Too often resources are so focussed on the consumer that staff can barely do the work required of them with workarounds.

The solution is careful selection of your platform. Off-the-shelf is rarely so. Customisation is rife. Bespoke systems are often captured by vendors. Be informed, collect data, talk to people, measure, evaluate. Then act. And be ready to evolve and change what you do as your customers and the supporting business processes change.

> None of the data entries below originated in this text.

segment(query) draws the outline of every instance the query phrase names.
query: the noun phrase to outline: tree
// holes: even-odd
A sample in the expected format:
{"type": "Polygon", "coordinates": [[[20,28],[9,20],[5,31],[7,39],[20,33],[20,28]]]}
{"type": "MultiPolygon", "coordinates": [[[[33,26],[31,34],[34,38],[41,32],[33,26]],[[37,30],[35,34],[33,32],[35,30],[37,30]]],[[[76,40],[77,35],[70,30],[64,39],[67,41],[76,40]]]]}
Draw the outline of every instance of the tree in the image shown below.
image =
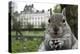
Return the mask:
{"type": "Polygon", "coordinates": [[[31,23],[27,23],[27,29],[30,31],[30,29],[32,29],[34,26],[31,23]]]}
{"type": "Polygon", "coordinates": [[[70,25],[72,32],[78,39],[78,5],[63,5],[60,4],[61,10],[66,9],[66,18],[70,25]]]}
{"type": "Polygon", "coordinates": [[[60,12],[61,12],[61,7],[60,7],[60,5],[56,5],[56,6],[54,7],[53,12],[54,12],[54,13],[60,13],[60,12]]]}
{"type": "Polygon", "coordinates": [[[44,22],[41,23],[41,28],[43,28],[43,29],[45,28],[45,23],[44,22]]]}

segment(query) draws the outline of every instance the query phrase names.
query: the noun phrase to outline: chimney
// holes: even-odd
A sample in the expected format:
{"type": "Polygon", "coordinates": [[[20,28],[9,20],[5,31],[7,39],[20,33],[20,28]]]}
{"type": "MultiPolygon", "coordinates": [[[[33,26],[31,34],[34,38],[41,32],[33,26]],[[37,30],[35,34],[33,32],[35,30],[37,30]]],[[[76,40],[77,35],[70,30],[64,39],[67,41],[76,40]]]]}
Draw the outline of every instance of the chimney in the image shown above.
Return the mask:
{"type": "Polygon", "coordinates": [[[52,15],[52,8],[50,8],[50,16],[52,15]]]}

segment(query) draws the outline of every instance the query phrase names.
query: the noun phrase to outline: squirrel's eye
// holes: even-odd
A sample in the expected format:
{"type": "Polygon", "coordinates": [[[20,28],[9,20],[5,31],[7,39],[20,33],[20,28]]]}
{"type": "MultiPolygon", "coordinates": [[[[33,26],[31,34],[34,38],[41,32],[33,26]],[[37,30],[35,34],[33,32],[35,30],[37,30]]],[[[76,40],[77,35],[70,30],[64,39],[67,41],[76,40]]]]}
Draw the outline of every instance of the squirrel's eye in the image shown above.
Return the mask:
{"type": "Polygon", "coordinates": [[[48,20],[48,22],[50,23],[50,19],[48,20]]]}
{"type": "Polygon", "coordinates": [[[63,23],[65,23],[65,20],[63,19],[63,21],[62,21],[63,23]]]}

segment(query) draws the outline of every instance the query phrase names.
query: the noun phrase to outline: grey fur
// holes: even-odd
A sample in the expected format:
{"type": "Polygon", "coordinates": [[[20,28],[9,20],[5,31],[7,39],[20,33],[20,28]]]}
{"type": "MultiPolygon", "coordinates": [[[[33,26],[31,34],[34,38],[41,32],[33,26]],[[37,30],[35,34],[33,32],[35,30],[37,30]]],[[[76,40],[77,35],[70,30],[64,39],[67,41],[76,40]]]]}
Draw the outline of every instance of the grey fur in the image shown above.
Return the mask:
{"type": "MultiPolygon", "coordinates": [[[[68,25],[65,17],[65,9],[62,13],[55,13],[50,17],[50,23],[48,24],[46,31],[45,31],[45,39],[40,45],[38,51],[47,51],[48,48],[48,41],[57,38],[69,38],[65,41],[64,49],[77,49],[78,48],[78,41],[71,32],[70,26],[68,25]],[[65,23],[63,23],[63,19],[65,23]],[[56,30],[55,30],[56,29],[56,30]],[[55,31],[57,34],[55,35],[55,31]]],[[[61,49],[62,50],[62,49],[61,49]]]]}

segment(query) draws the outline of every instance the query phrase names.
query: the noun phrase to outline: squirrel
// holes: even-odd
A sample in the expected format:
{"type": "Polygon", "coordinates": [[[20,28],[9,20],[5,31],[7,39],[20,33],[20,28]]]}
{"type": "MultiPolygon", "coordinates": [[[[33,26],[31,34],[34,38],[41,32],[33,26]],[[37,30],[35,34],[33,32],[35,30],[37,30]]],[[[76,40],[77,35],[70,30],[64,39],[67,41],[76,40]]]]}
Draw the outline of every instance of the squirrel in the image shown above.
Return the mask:
{"type": "Polygon", "coordinates": [[[77,49],[78,40],[73,35],[66,20],[65,8],[62,13],[54,13],[48,20],[44,41],[38,51],[77,49]]]}

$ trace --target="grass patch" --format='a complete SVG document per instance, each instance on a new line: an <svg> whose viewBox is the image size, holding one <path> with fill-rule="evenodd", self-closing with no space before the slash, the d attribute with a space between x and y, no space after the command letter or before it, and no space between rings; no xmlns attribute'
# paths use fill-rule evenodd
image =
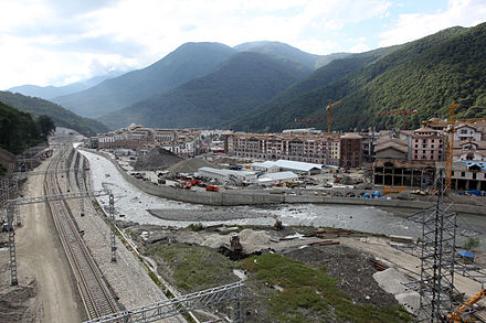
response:
<svg viewBox="0 0 486 323"><path fill-rule="evenodd" d="M278 255L263 255L241 261L257 281L283 288L262 300L277 322L412 322L401 306L374 306L353 303L336 288L337 280L324 267L310 268ZM315 320L313 320L314 317Z"/></svg>

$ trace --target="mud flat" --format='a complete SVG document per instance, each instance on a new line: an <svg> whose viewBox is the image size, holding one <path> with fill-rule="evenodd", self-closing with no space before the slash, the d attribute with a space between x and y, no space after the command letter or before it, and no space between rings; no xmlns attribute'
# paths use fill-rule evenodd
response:
<svg viewBox="0 0 486 323"><path fill-rule="evenodd" d="M262 218L275 217L273 214L263 212L252 212L237 208L205 208L205 209L147 209L155 217L166 220L189 220L189 222L207 222L207 220L231 220L241 218Z"/></svg>
<svg viewBox="0 0 486 323"><path fill-rule="evenodd" d="M214 206L237 206L237 205L265 205L265 204L350 204L350 205L367 205L367 206L378 206L378 207L397 207L397 208L415 208L424 209L433 205L432 202L425 201L403 201L403 200L373 200L373 198L361 198L361 197L341 197L341 196L329 196L337 192L331 190L326 191L327 196L319 196L315 194L316 190L296 190L298 194L285 194L284 191L267 191L267 190L231 190L221 192L197 192L189 190L175 189L166 185L156 185L146 181L140 181L130 176L122 166L113 159L104 153L89 151L96 153L103 158L110 161L122 176L130 184L137 186L139 190L159 197L167 200L192 203L192 204L204 204ZM348 192L352 192L355 195L360 193L370 193L373 190L339 190L339 194L346 196ZM300 194L302 192L302 194ZM288 193L288 192L287 192ZM319 192L317 192L319 193ZM478 214L484 215L485 203L478 203L479 205L463 204L463 201L455 203L455 208L459 209L462 213Z"/></svg>

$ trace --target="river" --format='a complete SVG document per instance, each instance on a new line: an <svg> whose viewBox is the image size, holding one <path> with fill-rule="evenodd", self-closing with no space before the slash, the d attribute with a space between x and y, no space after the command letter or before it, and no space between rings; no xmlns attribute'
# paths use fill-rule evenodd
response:
<svg viewBox="0 0 486 323"><path fill-rule="evenodd" d="M117 169L107 159L97 154L81 151L89 161L94 190L108 189L115 195L115 207L117 217L139 224L154 224L171 227L187 227L191 223L202 223L203 225L273 225L275 218L282 219L284 225L305 225L315 227L335 227L353 229L366 233L411 236L419 238L422 234L422 226L408 219L409 215L415 214L416 209L408 208L382 208L360 205L339 205L339 204L283 204L275 206L207 206L182 202L169 201L154 195L149 195L130 183L118 173ZM108 197L98 198L101 205L107 206ZM177 209L188 212L183 220L161 219L152 216L147 209ZM252 214L251 217L224 219L224 220L201 220L199 217L190 220L191 212L201 214L201 211L213 213ZM256 215L255 215L256 214ZM261 215L261 216L258 216ZM486 232L486 216L461 214L457 223L462 228L475 228L480 233ZM486 250L485 235L478 236L480 246L478 249ZM467 239L457 235L457 245L461 246Z"/></svg>

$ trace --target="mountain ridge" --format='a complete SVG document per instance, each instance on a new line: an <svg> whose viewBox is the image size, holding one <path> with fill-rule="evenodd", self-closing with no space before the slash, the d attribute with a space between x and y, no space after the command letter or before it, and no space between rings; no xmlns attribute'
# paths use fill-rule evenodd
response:
<svg viewBox="0 0 486 323"><path fill-rule="evenodd" d="M114 128L138 120L147 127L213 127L270 99L305 75L268 55L242 52L207 76L99 120Z"/></svg>

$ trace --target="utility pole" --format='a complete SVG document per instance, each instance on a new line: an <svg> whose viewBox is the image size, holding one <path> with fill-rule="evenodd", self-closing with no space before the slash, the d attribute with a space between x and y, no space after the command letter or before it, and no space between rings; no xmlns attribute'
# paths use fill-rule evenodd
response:
<svg viewBox="0 0 486 323"><path fill-rule="evenodd" d="M35 196L35 197L23 197L9 200L7 202L7 225L9 229L9 255L10 255L10 273L11 273L11 284L17 286L17 252L15 252L15 232L13 229L13 218L14 218L14 208L20 207L20 205L28 205L33 203L44 203L50 201L62 201L62 200L71 200L71 198L84 198L84 197L96 197L104 196L109 194L110 196L110 209L115 209L114 206L114 197L112 193L95 191L95 192L83 192L83 193L66 193L66 194L57 194L57 195L45 195L45 196ZM112 207L113 205L113 207ZM114 215L112 218L112 223L114 223ZM115 226L112 225L112 261L116 261L116 240L115 240ZM113 260L115 259L115 260Z"/></svg>
<svg viewBox="0 0 486 323"><path fill-rule="evenodd" d="M436 180L437 201L423 211L419 322L443 322L453 310L457 213L445 203L445 171Z"/></svg>
<svg viewBox="0 0 486 323"><path fill-rule="evenodd" d="M15 232L13 230L13 205L7 205L7 225L9 230L9 256L10 256L10 281L18 286L17 279L17 255L15 255Z"/></svg>
<svg viewBox="0 0 486 323"><path fill-rule="evenodd" d="M112 236L112 262L116 262L116 235L115 235L115 197L109 192L109 222Z"/></svg>

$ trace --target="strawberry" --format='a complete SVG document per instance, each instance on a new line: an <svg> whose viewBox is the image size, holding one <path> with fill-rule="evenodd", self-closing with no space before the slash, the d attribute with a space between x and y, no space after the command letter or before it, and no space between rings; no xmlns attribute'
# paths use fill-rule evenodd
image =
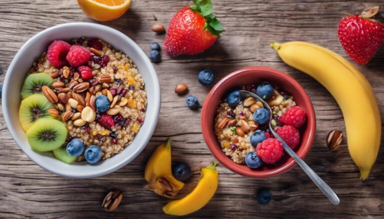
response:
<svg viewBox="0 0 384 219"><path fill-rule="evenodd" d="M194 5L178 11L170 22L164 41L166 55L195 54L210 48L222 32L212 13L210 0L194 0Z"/></svg>
<svg viewBox="0 0 384 219"><path fill-rule="evenodd" d="M384 41L384 24L356 14L340 21L338 38L346 53L356 63L364 64Z"/></svg>

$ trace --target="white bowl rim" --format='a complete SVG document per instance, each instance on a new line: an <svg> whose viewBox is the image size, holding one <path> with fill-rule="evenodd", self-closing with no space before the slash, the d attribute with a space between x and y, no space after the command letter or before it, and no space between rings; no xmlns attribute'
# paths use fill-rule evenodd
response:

2 thoughts on “Your CMS has TWO customers

  1. This made me think about the weirdness of the current WordPress.com user interface. There’s a dumbed-down, somewhat restrictive ‘new’ style way of doing things alongside the old WP Admin that offers far more flexibility and depth.

    It reminds me of Microsoft’s first take on Windows 8 where you switched between two different interfaces.

    The new approach is closer to the ideal you mention, but it misses many of the features that makes WordPress so powerful. Frankly, if WP dropped WP Admin, I’d have to move to a different blogging service.

    Liked by 2 people

    1. I know WP has been pushing to simplify things, and as a power user I found some of the ‘lost’ things annoying too. I think the key is layer the functionality in such as way so as the common stuff is fast and simple for everyone, but the more complex stuff is only a click or hotkey away, and access to this deeper layer still allows flow. Having written UIs that get used by basic users, intermediate users, and advanced (admins), along with the public-facing side, it is not easy to execute. The power users want it all, the basic users want none of it.